Saxophonist and composer Steve Lehman continues to break down musical boundaries on his new octet release, Travail, Transformation, and Flow, on PI recordings.
Lehman's new work uses a compositional concept called spectral harmony, a concept trail blazed by experimental composer Tristan Murail. Spectral harmony bases its musical structure on overtones, using computer spectral analysis to chart sonic relationships.
PI recordings calls this release “...the first fully realized exploration of spectral harmony in the history of recorded jazz.” In fact, this release shares many of the characteristics of another Steve Lehman release also on PI Recordings, Damian as Posthuman.
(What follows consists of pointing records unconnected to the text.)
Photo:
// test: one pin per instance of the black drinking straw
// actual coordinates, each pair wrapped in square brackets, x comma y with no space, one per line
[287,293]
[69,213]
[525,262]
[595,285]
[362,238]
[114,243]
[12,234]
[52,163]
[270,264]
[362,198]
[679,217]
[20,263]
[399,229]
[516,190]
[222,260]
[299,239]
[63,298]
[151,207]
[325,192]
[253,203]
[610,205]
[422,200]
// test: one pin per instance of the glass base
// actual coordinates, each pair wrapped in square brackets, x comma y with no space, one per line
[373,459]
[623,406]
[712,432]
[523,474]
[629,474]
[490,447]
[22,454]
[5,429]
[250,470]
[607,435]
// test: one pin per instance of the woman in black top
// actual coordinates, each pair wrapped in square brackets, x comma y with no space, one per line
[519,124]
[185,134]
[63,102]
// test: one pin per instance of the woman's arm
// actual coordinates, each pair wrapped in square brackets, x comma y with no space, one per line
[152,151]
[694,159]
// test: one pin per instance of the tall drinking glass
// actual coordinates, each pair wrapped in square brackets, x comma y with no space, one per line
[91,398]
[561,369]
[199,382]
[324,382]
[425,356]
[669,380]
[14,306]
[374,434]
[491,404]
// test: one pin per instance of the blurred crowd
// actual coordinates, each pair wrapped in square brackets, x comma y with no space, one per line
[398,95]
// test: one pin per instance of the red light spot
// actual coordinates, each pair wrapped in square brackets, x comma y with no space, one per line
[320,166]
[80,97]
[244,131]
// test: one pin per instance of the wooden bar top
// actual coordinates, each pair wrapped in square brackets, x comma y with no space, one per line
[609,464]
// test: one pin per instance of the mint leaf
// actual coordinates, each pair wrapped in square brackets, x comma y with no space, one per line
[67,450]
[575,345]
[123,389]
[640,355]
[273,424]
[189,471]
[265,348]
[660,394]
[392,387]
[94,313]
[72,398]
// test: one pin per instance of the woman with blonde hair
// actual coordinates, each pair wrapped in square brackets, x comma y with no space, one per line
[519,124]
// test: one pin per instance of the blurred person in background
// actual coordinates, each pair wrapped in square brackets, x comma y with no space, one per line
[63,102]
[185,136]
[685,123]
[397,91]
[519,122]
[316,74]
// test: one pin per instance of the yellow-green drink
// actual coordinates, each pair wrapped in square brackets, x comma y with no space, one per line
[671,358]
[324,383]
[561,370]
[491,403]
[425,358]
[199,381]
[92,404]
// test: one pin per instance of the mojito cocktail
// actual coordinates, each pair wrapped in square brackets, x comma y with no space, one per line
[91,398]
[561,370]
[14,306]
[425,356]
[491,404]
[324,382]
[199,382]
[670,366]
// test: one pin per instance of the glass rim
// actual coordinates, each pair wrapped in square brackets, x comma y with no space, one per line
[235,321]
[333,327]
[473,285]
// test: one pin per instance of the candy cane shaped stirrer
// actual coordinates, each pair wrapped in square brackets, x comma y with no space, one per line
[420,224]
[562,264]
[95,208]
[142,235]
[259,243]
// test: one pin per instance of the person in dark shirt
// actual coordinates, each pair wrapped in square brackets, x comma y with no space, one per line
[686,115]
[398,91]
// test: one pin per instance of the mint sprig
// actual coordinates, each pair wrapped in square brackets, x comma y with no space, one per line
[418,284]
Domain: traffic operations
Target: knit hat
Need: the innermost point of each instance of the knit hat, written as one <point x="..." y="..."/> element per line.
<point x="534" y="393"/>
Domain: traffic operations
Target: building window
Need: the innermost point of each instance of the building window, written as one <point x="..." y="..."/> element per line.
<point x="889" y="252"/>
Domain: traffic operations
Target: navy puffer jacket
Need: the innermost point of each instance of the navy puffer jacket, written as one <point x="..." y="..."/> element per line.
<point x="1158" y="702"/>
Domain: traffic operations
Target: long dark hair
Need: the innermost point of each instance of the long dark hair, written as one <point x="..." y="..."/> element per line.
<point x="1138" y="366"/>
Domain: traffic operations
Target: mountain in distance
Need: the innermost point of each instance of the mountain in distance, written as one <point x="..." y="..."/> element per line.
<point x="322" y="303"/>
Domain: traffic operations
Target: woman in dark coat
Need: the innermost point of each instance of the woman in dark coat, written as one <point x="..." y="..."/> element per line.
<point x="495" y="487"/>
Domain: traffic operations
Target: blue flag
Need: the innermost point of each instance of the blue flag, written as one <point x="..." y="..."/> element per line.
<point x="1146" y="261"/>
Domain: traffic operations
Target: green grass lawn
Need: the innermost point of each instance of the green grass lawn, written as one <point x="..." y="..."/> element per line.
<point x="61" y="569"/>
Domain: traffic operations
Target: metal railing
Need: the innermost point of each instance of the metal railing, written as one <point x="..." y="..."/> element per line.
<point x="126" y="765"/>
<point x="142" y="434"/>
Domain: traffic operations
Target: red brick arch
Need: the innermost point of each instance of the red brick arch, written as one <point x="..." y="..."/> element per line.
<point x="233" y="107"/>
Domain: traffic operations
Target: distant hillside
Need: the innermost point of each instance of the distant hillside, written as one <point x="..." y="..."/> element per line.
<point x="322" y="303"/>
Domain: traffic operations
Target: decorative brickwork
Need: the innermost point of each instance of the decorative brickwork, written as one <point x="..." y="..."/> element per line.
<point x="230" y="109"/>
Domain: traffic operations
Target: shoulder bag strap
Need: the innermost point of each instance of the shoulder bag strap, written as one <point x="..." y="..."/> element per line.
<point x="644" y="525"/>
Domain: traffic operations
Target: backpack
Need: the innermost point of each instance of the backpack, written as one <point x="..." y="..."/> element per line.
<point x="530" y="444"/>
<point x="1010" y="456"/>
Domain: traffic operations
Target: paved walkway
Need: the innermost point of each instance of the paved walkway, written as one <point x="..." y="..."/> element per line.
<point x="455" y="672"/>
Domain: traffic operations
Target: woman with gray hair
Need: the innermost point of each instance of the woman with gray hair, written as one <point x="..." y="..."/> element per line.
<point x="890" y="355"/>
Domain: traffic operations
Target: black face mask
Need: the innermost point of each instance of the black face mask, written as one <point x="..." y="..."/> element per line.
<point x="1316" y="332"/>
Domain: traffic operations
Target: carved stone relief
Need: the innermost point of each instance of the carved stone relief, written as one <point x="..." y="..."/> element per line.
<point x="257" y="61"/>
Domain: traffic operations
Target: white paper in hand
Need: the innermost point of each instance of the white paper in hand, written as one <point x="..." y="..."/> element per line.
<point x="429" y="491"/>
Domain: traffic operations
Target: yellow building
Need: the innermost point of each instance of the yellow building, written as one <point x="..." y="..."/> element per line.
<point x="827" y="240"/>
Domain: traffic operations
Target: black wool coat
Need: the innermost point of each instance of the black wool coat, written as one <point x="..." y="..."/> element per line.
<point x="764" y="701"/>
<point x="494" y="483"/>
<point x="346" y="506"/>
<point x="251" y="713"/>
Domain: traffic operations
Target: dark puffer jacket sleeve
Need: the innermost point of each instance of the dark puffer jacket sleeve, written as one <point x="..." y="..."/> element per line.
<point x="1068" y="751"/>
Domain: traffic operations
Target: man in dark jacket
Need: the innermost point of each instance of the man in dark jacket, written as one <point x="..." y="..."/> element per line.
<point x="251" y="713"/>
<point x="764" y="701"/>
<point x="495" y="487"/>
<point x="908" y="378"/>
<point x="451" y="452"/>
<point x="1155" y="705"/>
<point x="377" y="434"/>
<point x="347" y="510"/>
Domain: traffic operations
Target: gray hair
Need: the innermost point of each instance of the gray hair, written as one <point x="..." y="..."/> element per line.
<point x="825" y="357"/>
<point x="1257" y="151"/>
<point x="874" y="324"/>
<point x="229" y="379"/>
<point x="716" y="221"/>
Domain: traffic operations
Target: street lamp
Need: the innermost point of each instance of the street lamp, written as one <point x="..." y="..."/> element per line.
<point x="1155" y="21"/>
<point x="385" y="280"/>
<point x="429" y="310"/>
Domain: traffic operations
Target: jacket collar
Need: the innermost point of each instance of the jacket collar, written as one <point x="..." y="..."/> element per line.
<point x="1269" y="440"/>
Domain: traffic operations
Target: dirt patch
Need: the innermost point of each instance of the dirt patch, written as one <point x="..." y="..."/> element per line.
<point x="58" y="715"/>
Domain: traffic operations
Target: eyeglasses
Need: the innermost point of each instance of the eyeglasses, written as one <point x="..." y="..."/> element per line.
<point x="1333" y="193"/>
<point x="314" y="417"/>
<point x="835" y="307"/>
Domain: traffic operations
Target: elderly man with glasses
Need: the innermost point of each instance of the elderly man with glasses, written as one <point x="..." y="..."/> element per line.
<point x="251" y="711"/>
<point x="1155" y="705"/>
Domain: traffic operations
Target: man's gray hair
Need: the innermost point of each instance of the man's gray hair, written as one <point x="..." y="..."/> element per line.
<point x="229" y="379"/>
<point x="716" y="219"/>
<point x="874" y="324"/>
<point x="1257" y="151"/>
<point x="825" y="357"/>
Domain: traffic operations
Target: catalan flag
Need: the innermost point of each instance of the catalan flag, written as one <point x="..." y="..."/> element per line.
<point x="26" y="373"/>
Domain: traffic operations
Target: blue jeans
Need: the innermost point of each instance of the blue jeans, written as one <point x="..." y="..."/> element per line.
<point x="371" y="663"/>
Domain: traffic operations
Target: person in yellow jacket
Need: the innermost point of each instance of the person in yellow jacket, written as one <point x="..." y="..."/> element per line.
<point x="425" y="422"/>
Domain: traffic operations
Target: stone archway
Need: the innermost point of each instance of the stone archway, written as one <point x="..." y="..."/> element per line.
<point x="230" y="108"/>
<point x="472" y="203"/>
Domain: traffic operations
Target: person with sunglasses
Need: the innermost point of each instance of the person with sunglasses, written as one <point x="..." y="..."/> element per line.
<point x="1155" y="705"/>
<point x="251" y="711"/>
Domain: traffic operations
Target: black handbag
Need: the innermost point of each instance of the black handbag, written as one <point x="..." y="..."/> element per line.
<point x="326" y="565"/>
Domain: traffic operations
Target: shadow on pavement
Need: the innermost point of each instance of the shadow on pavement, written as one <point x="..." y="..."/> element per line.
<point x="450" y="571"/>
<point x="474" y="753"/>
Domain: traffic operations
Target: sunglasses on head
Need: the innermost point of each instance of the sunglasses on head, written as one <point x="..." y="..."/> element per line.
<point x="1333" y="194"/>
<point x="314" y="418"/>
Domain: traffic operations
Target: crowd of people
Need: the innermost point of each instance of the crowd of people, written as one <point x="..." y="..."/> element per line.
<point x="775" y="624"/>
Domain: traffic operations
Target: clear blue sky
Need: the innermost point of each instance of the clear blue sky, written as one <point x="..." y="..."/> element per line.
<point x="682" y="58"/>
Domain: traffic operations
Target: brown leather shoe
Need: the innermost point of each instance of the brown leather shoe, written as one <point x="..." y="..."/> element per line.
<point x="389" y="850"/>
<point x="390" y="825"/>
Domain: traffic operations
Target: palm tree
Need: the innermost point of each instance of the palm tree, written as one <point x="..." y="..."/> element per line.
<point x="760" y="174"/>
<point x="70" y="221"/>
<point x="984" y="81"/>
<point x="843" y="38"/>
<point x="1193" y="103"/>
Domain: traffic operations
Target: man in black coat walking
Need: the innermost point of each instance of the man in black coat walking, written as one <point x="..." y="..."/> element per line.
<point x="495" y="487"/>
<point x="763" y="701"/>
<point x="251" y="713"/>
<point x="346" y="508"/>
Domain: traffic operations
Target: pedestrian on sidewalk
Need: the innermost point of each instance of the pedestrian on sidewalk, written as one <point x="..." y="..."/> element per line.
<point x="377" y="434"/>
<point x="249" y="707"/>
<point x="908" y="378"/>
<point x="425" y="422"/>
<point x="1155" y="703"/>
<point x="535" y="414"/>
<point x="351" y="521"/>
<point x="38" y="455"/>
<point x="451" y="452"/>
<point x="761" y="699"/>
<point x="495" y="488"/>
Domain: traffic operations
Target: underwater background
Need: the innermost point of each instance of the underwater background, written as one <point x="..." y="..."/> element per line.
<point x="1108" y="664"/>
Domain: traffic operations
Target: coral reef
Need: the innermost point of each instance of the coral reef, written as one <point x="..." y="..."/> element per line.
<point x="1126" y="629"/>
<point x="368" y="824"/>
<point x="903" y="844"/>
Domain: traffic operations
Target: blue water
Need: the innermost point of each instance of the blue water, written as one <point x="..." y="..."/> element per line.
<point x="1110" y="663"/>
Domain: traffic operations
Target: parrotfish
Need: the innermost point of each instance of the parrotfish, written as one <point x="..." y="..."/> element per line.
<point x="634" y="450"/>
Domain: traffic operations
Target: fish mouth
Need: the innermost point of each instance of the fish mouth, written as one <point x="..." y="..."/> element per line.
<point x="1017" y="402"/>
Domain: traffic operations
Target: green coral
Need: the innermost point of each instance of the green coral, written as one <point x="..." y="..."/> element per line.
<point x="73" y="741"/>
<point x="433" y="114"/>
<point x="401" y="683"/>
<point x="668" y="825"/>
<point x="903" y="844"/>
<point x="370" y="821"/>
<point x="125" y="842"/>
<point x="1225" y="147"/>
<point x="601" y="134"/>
The music on the disk is one part free jazz and one part DJ culture floating in a rich wash of tonal experimentation. Tyshawn Sorey delivers a barrage of club influenced beats over which Steve Lehman and the other members of the octet (Mark Shim on tenor saxophone, Drew Gress on bass, Jonathan Finlaysonon trumpet, Jose Davila on tuba, Tim Albright on trombone, and Chris Dingman on vibraphone) deliver jazz that is organic and funky, amid diaphanous compositional structures that are often based on one single repeated note. Whether this innovative music will be influential or not remains to be seen. For all the potential it has for opening doors, it sometimes seems to close just as many; it's hard to see how the subtle tonal interplay that is successfully produced here could be achieved with a more complex compositional approach.